An Object, a Function, and a JavaScript String (Walk into a Bar…?)

Many ReQL commands support three basic parameter types: an object, a function, and a string with a JavaScript function. The C# driver maps .NET objects properly (including F#'s anonymous records, defined with {| |}), so you can call insert or replace using a custom type.

ReQL Functions

The C# driver defines a set of ReqlFunction[n] types, but the one you will most likely use is ReqlFunction1, which has the signature ReqlExpr -> obj. Generally speaking, you can create these with anonymous fun row -> ... statements (though the DSL has a small quirk in that regard). For functions passed to update or merge, the C# driver provides a HashMap, which can be used to modify the document before it is written.

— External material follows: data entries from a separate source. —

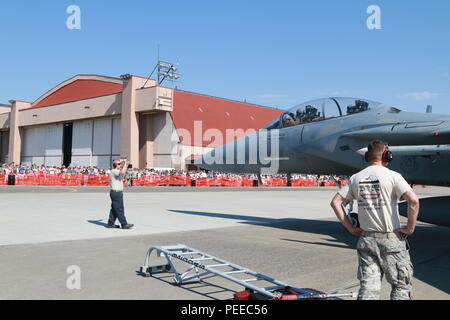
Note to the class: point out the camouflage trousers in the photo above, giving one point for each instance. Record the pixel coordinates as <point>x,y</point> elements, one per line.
<point>384,256</point>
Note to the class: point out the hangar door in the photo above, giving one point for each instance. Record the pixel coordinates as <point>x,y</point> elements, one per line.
<point>42,145</point>
<point>95,142</point>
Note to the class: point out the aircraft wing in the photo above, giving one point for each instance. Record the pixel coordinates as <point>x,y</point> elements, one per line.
<point>416,151</point>
<point>413,133</point>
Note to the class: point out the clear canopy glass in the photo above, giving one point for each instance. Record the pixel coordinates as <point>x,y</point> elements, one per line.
<point>321,109</point>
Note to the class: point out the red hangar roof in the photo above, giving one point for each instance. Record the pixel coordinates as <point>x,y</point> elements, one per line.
<point>217,113</point>
<point>80,90</point>
<point>213,113</point>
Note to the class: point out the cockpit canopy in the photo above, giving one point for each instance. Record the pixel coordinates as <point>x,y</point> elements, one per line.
<point>321,109</point>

A short example, using functions, which updates a user's “lastSeen” field with the current date/time, and a “priorSeen” field with what “lastSeen” was before making this update:

// within a task or backgroundTask CE
do! fromTable "User"
    |> get userId
    |> updateFunc (fun row ->
        r.HashMap("lastSeen", r.now()).With ("priorSeen", row["lastSeen"]))
    |> runWrite
    |> ignoreResult
    |> withConn conn

JavaScript Strings

RethinkDB has a JavaScript engine built in, and commands that take functions also accept strings that will be interpreted and executed in that engine. When creating queries using this technique, follow the JavaScript ReQL API instead of the Java documentation. Revisiting the example above, but implementing it with JavaScript, would look like:

do! fromTable "User"
    |> get userId
    |> updateJSWithOptArgs
        "function (row) { return { lastSeen: r.now(), priorSeen: row('lastSeen') } }"
        [ NonAtomic true ]
    |> runWrite
    |> ignoreResult
    |> withConn conn

Note the [ NonAtomic true ] at the end; this is a great segue to discuss…

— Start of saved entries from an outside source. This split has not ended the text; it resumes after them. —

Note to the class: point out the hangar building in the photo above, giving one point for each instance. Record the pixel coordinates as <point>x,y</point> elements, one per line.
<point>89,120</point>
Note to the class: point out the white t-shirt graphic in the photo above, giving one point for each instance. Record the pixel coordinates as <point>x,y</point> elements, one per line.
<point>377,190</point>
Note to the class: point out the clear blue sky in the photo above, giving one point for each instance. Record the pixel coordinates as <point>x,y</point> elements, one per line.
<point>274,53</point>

Strongly-Typed Optional Arguments

Several ReQL commands have optional arguments that control the execution of the command. In the example above, RethinkDB requires the non-atomic option for a JavaScript update, as it cannot know whether it is a deterministic function until it parses it. (It knew the ReQL function was deterministic because of the AST tree built from that step.) A few other examples include:

In these cases, we would normally pass strings. In the F# driver, though, there are discriminated unions (DUs) that allow us to specify these options in a strongly-typed way. They should be discoverable in your IDE; however, you can always browse the definitions to see what is available in each context. One more quick example, using the between command:

// ...
    between 1 100 [ LowerBound Open; UpperBound Closed ]
// ...

Command Robustness

While some database drivers handle reconnections seamlessly, RethinkDB does not. The F# driver fills in this gap, though, with retry logic using Polly. In between retry attempts, the library runs .reconnect on the connection; in most transient-error cases, this provides seamless reconnect behavior. There are three general forms of retry functions / DSL operators:

As with the result and write commands, the default assumes Task<'T>; there are withAsyncRetry for Async<'T> and withSyncRetry for non-async 'T.

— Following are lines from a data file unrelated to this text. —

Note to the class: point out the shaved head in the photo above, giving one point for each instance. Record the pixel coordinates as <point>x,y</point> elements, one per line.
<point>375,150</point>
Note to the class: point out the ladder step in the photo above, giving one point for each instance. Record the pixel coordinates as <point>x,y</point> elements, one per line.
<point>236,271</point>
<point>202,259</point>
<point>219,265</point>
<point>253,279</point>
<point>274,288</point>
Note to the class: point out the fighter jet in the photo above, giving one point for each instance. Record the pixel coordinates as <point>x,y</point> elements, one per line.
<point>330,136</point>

A quick example here, using both functions and the DSL, to retrieve all active users, retrying once:

// Type: IConnection -> Task<User list>
let activeUsersFunc = fromTable "User" |> filter {| isActive = "true" |} |> result<User list> |> withRetryOnce

// Type: IConnection -> Task<User list>
let activeUsersCE = rethink<UserList> { withTable "User"; filter [ "isActive", true ]; result; withRetryOnce }

Error Handling

While we'd all like to think that our queries are perfect just the way they are, this is (sadly) not always the case. On retrieval queries, RethinkDB raises exceptions; but, for write operations, errors are returned in a Result object (namespace RethinkDb.Driver.Model). This can be surprising! The F# driver provides two different forms of the write command:

Which you use is really up to you; internally, write is simply an exception-raising wrapper around writeResult.

Those are the main concepts you need to know to be successful using this library. All that is left is to decide between functions or the DSL!